First, Do No Harm:

Executive Summary

Executive Summary

From an economist's point of view, health care policy in America today is in a completely predictable cost, service and access death spiral.

Ultimately this is not surprising: careful study and analysis of the health care marketplace played virtually no part in the evolution of existing policy. Rather, the current U.S. system evolved out of a series of poorly informed attempts to pander to certain constituencies and mimic policies of other countries — without fully understanding the weaknesses of those policies.

Today, also, massive confusion characterizes the reigning public policy consensus. This study dissects and refutes eight major myths:

• That the main health policy problem is too little health insurance,
• That expanded health insurance coverage benefits the poor,
• That extensive regulation is needed to control problems in the health care market,
• That we would be better off with single-payer insurance,
• That the aging of America justifies increased government involvement,
• That prescription drug prices are the cause of health care cost inflation,
• That drug company profits are too high, and
• That drug companies spend too much on marketing.

In essence, existing policy has for decades failed to recognize that the person who generally best understands the need and value of medical care is the individual — or in the case of a child, the parent — who is seeking it.

The result is a long-term trend in America that has dissipated the potential advantages of private, competitive markets. Instead of harnessing the consumer's powerful ability to contain costs and control quality, policy makers have chosen to minimize the role of the consumer. Instead of harnessing the private market, they have implemented a series of heavy-handed and ill-considered governmental interventions in healthcare markets.
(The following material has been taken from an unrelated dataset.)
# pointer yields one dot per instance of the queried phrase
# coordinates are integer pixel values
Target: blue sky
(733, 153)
Yet every form of rationing and managed care is doomed to fail as ways to control costs because — by their inherent nature — they stand in the way of consumer sovereignty. Interestingly, after 110 years, even the grand-daddy of socialized health care systems, the German system founded by Bismarck, has recognized that the solution to runaway health care costs lies with limiting over-insurance and reasserting the involvement of the private sector.

The reassertion of consumer sovereignty in health care is the only feasible means of containing health care costs while assuring that the consumers obtain the health care services they need. Both Singapore and Switzerland have successful models that well deserve serious study.